Community Articles

vbudhi · ‎04-02-2016

Step 1 : Log into AWS your credentials

Step 2 : From the AWS console go to the following options and create a user in for the demo in AWS

Security & Identity --> Identity and Access Management --> Users --> Create New Users

Step 3 : Make note of the credentials

awsAccessKeyId = 'xxxxxxxxxxxxxxxxxxxxxxxxxxxxx';

awsSecretAccessKey = 'yyyyyyyyyyyyyyyyyyyyyyyyyyy';

Step 4 : Add the User to the Admin Group by clicking the button “User Actions” and select the option Add Users to Group and add select your user (admin)

Step 5 : Assign the Administration Access Policy to the User (admin)

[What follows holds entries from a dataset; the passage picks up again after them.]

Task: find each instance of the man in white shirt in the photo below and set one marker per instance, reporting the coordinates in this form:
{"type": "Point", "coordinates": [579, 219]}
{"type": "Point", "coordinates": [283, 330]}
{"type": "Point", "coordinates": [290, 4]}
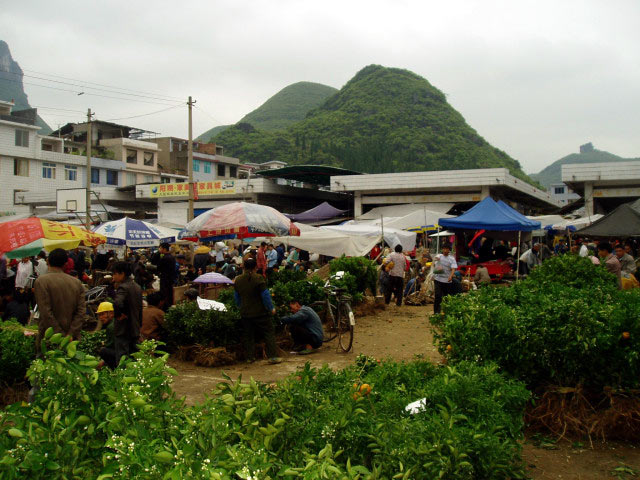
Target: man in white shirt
{"type": "Point", "coordinates": [24, 271]}
{"type": "Point", "coordinates": [396, 276]}
{"type": "Point", "coordinates": [444, 269]}
{"type": "Point", "coordinates": [41, 267]}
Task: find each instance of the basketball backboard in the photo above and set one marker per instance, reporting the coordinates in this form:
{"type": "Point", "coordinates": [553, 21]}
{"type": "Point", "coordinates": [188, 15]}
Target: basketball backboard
{"type": "Point", "coordinates": [71, 200]}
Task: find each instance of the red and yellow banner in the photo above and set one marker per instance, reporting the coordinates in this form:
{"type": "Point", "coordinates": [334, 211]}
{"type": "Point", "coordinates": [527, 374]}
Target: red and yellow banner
{"type": "Point", "coordinates": [219, 187]}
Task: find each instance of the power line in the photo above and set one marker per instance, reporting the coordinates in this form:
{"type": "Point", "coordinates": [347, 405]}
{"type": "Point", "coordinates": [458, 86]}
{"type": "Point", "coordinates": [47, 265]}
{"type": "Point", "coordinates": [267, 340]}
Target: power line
{"type": "Point", "coordinates": [102, 84]}
{"type": "Point", "coordinates": [59, 109]}
{"type": "Point", "coordinates": [208, 114]}
{"type": "Point", "coordinates": [89, 87]}
{"type": "Point", "coordinates": [144, 114]}
{"type": "Point", "coordinates": [85, 93]}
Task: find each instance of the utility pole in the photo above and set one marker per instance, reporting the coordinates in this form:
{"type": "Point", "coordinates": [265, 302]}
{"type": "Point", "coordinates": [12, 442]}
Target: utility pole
{"type": "Point", "coordinates": [88, 209]}
{"type": "Point", "coordinates": [190, 161]}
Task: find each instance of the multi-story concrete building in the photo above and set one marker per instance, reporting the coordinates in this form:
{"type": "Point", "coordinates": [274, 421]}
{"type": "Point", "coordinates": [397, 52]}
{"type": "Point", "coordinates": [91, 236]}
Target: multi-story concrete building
{"type": "Point", "coordinates": [562, 194]}
{"type": "Point", "coordinates": [209, 161]}
{"type": "Point", "coordinates": [33, 167]}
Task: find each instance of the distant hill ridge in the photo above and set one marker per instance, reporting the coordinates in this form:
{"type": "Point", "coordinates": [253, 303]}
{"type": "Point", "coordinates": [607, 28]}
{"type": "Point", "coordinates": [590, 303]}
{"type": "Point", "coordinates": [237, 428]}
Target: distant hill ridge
{"type": "Point", "coordinates": [553, 173]}
{"type": "Point", "coordinates": [382, 120]}
{"type": "Point", "coordinates": [11, 87]}
{"type": "Point", "coordinates": [286, 107]}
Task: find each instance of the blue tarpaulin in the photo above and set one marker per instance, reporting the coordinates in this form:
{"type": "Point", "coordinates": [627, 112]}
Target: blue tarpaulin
{"type": "Point", "coordinates": [493, 216]}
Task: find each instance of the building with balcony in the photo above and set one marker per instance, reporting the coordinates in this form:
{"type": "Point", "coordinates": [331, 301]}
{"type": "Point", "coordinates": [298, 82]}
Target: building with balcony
{"type": "Point", "coordinates": [33, 167]}
{"type": "Point", "coordinates": [209, 161]}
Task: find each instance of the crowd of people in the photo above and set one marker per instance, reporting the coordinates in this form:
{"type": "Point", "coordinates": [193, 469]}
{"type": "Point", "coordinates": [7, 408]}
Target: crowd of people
{"type": "Point", "coordinates": [51, 290]}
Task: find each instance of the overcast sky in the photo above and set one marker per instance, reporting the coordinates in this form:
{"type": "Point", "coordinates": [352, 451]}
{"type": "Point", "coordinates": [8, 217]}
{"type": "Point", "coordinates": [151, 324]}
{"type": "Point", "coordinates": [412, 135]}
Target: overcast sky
{"type": "Point", "coordinates": [536, 79]}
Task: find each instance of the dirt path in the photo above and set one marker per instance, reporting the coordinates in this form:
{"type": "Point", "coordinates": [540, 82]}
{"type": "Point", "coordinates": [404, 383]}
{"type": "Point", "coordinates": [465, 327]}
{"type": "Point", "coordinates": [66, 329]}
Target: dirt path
{"type": "Point", "coordinates": [397, 332]}
{"type": "Point", "coordinates": [402, 333]}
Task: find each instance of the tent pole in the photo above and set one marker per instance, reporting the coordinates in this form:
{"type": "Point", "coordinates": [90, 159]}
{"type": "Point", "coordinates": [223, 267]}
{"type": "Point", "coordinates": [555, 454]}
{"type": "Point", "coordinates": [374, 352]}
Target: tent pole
{"type": "Point", "coordinates": [424, 230]}
{"type": "Point", "coordinates": [518, 262]}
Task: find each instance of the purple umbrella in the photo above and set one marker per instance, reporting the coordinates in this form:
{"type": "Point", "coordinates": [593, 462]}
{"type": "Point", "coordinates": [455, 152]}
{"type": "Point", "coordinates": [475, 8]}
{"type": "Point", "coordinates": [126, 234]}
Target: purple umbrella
{"type": "Point", "coordinates": [213, 277]}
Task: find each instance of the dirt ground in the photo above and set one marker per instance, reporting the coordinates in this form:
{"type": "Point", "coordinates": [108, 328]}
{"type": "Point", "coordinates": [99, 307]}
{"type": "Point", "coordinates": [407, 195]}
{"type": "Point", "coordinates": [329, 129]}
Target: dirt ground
{"type": "Point", "coordinates": [402, 333]}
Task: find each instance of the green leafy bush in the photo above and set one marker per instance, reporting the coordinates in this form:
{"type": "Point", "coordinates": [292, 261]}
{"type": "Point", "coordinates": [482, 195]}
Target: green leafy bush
{"type": "Point", "coordinates": [565, 325]}
{"type": "Point", "coordinates": [17, 351]}
{"type": "Point", "coordinates": [364, 270]}
{"type": "Point", "coordinates": [285, 276]}
{"type": "Point", "coordinates": [305, 291]}
{"type": "Point", "coordinates": [88, 423]}
{"type": "Point", "coordinates": [186, 324]}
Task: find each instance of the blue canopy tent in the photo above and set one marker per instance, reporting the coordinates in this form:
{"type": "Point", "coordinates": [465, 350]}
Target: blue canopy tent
{"type": "Point", "coordinates": [492, 216]}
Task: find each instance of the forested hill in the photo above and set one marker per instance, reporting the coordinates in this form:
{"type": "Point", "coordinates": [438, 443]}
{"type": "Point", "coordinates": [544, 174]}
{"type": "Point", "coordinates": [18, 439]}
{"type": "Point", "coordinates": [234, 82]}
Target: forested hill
{"type": "Point", "coordinates": [553, 173]}
{"type": "Point", "coordinates": [382, 120]}
{"type": "Point", "coordinates": [289, 105]}
{"type": "Point", "coordinates": [11, 87]}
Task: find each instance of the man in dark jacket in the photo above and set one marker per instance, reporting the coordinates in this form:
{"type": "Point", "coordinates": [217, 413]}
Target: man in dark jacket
{"type": "Point", "coordinates": [60, 299]}
{"type": "Point", "coordinates": [305, 327]}
{"type": "Point", "coordinates": [254, 300]}
{"type": "Point", "coordinates": [127, 306]}
{"type": "Point", "coordinates": [166, 264]}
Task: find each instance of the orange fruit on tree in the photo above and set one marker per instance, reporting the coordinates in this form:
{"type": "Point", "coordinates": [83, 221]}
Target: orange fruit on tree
{"type": "Point", "coordinates": [365, 389]}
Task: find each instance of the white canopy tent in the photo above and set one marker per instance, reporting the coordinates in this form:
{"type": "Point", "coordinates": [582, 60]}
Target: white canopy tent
{"type": "Point", "coordinates": [415, 220]}
{"type": "Point", "coordinates": [326, 242]}
{"type": "Point", "coordinates": [405, 209]}
{"type": "Point", "coordinates": [392, 236]}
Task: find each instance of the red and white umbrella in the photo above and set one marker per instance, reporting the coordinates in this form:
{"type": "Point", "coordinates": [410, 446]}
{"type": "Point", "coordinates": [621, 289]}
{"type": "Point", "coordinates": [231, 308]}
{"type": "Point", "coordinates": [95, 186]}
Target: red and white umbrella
{"type": "Point", "coordinates": [241, 220]}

Step 6 : In the AWS Console , Go to S3 and create a bucket “s3hdptest” and pick your region

Step 7 : Upload the file manually by using the upload button. In our example we are uploading the file S3HDPTEST.csv

Step 8 : In the Hadoop Environment create the user with the same name as it is created in the S3 Environment

Step 9 : In Ambari do all the below properties in both hdfs-site.xml and hive-site.xml

<property>
  <name>fs.s3a.access.key</name>
  <description>AWS access key ID. Omit for Role-based authentication.</description>
</property>
<property>
  <name>fs.s3a.secret.key</name>
  <description>AWS secret key. Omit for Role-based authentication.</description>
</property>

Step 10 : Restart the Hadoop Services like HDFS , Hive and any depending services

Step 11 : Ensure the NTP is set to the properly to reflect the AWS timestamp, follow the steps in the below link

http://www.emind.co/how-to/how-to-fix-amazon-s3-requesttimetooskewed

Step 12 : Run the below statement from the command line to test whether we are able to view the file from S3

[root@sandbox ~]# su admin
bash-4.1$ hdfs dfs -ls s3a://s3hdptest/S3HDPTEST.csv
-rw-rw-rw- 1 188 2016-03-29 22:12 s3a://s3hdptest/S3HDPTEST.csv
bash-4.1$

Step 13: To verify the data you can use the below command

bash-4.1$ hdfs dfs -cat s3a://s3hdptest/S3HDPTEST.csv

Step 14 : Move a file from S3 to HDFS

bash-4.1$ hadoop fs -cp s3a://s3hdptest/S3HDPTEST.csv /user/admin/S3HDPTEST.csv

Step 15 : Move a file from HDFS to S3

bash-4.1$ hadoop fs -cp /user/admin/S3HDPTEST.csv s3a://s3hdptest/S3HDPTEST_1.csv

Step 15a : Verify whether the file has been stored in the AWS S3 Bucket

Step 16 : To access the data using Hive from S3:

Connect to Hive from Ambari using the Hive Views or Hive CLI

A) Create a table for the datafile in S3

hive> CREATE EXTERNAL TABLE mydata
(FirstName STRING, LastName STRING, StreetAddress STRING, City STRING, State STRING,ZipCode INT)
ROW FORMAT DELIMITED FIELDS TERMINATED BY ','
LOCATION 's3a://s3hdptest/';

B) Select the file data from Hive

hive> SELECT * FROM mydata;

Step 17 : To Access the data using Pig from S3:

[root@sandbox ~]# pig -x tez

grunt> a = load 's3a://s3hdptest/S3HDPTEST.csv' using PigStorage();
grunt> dump a;

Step 18 : To Store the data using Pig to S3:

grunt> store a into 's3a://s3hdptest/OUTPUT' using PigStorage();

Checking the created data file in AWS S3 bucket

Note: For the article related to accessing AWS S3 Bucket using Spark please refer to the below link:

https://community.hortonworks.com/articles/25523/hdp-240-and-spark-160-connecting-to-aws-s3-buckets....

hduraiswamy · ‎04-05-2016

great article!!

anginas · ‎04-10-2016

Hi, Thanks much for the step by step information to access aws s3 files from Hadoop. I followed the same steps, I think I am connecting to s3 file but still giving an error have an issue accessing s3 bucket . We are using HDP2.2 and here is the message I am getting. I have got the same issue when I try from pig as well as hive. Need help to resolve this issue.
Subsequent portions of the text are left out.